Varying styles should complement each other but they also have the potential to clash. However, it’s the variation in style that is crucial to creating a cognitively rich and diverse workplace which we know makes good business sense – this, together with an understanding of what each person brings to the table is what helps teams and organisations succeed.

Our Organimetric, The GC Index®, describes an individual’s energy for impact, and this energy, in turns, reflects different ways of seeing the world; different ways of thinking about the world.

The GC Index proclivities are:

  • Game Changers, who see possibilities for a transformational future
  • Strategists, who map the future
  • Implementers, who build the future
  • Polishers, who create a future to be proud of and
  • Play Makers, who orchestrate the future.

It’s immediately apparent to see the valuable role each plays when it comes to their contribution to quality debate and decision making.

Game Changers are key to generating creative possibilities that others don’t see. But ideas by themselves ‘don’t win prizes’ in the world of business; they have to be acted upon. Enter the Strategists. They can complement Game Changers by evaluating the strategic relevance of ideas and possibilities and by bringing shape and focus to them that can lead to action. Implementers will then bring energy to delivering the plan with Polishers perfecting outputs and Play Makers facilitating collaboration and teamwork.

The GC Index® framework also highlights the fact that inclusion is not enough! It’s not enough to simply include someone with the hope that their differences will make the difference! People need to be involved in a way that helps them to make the contribution that’s needed. Understanding an individual’s potential contribution, in GC Index terms, provides the basis for that involvement.

Creating an environment for contribution
Understanding individual proclivities then, enables organisations to structure teams and tasks effectively to get the best out of employees.

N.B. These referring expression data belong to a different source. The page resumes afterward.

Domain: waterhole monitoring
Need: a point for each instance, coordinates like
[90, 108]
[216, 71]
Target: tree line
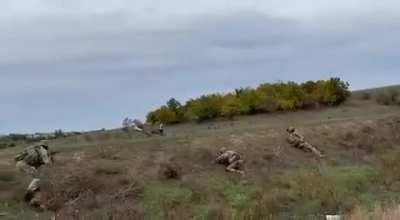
[266, 98]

It allows everyone to make a positive impact and contribution. Working to their energy for impact, it sets people up for success and gives them the opportunity to ‘shine’.

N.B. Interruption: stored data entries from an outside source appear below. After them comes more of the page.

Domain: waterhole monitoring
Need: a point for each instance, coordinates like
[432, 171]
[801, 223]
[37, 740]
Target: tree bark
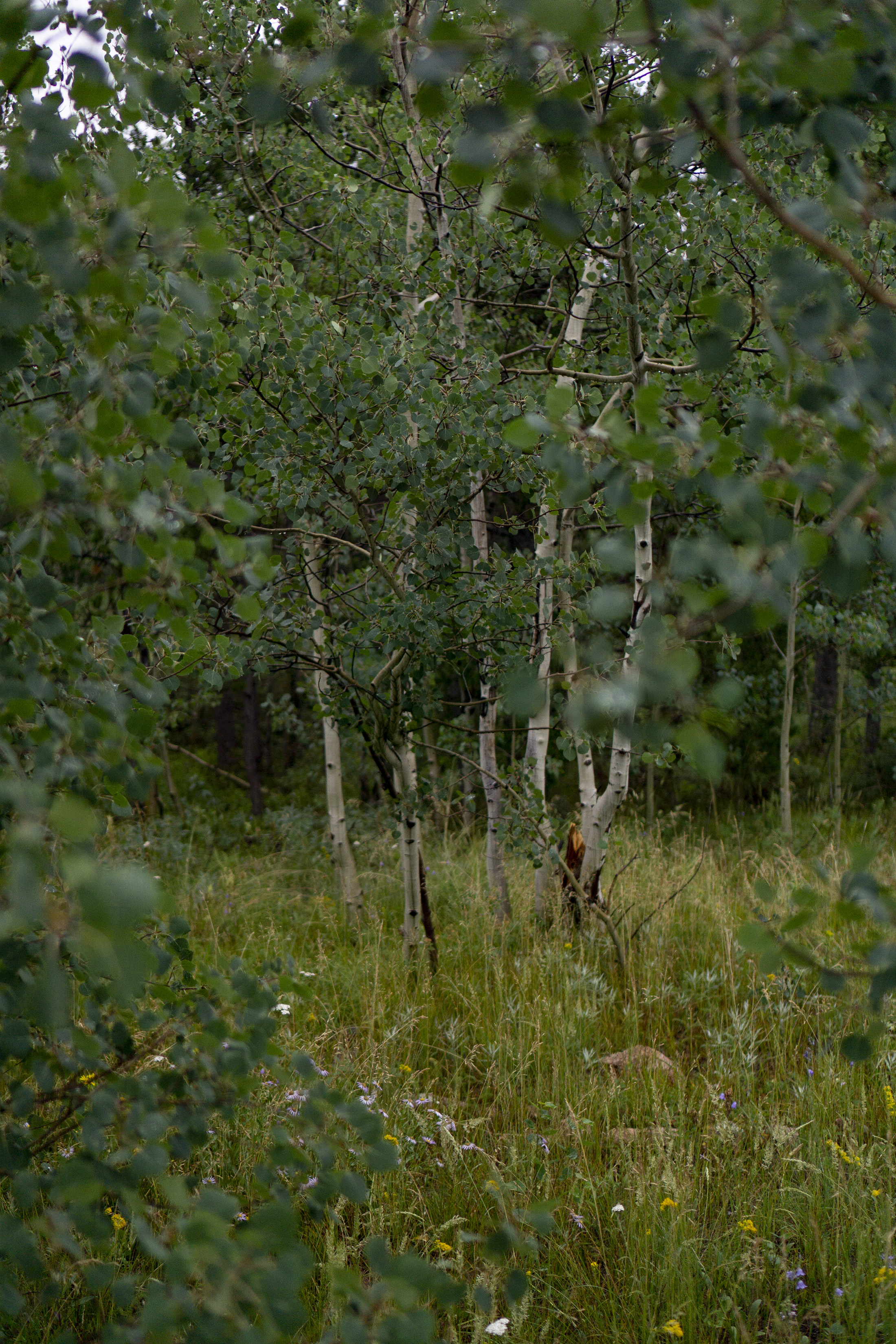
[617, 788]
[585, 760]
[343, 852]
[225, 736]
[253, 742]
[786, 717]
[538, 738]
[824, 695]
[839, 736]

Understanding people with reference to their proclivities also provides a common language for understanding and resolving conflict; the essence of robust debate and quality decision making.

Polishers, for example, can become frustrated when quality standards aren’t met. Knowing this can help colleagues to understand and be supportive rather than simply dismiss the individual as a critical or ‘picky’ personality.

And, of course, Polishers are exactly those individuals who are suited to those roles that require a focus upon continuous improvement and the ‘pursuit of excellence’.

Driving the inclusion agenda
Research shows, companies that prioritise true equality are often more financially successful and are viewed as more desirable places to work. McKinsey & Company carried out research that shows a correlation between being in the top quartile for diversity and financial outperformance.

But that does mean understanding what true equality means and actually embracing it, rather than just ticking what we consider to be the right boxes. A central area in DEI is cognitive diversity, one that is often overlooked, but it gives employees the freedom to unleash their true working styles.

By helping employees understand their own proclivities, and that of their colleagues, businesses can create a platform where everyone contributes. Understanding preferred working styles also encourages better working relationships and tolerance. It’s important that employees know their opinion and preferences are valued and respected, and that they don’t have to change their behaviour to receive preferential treatment. Companies that achieve this really thrive, as employees are energised and empowered to work to the best of their abilities.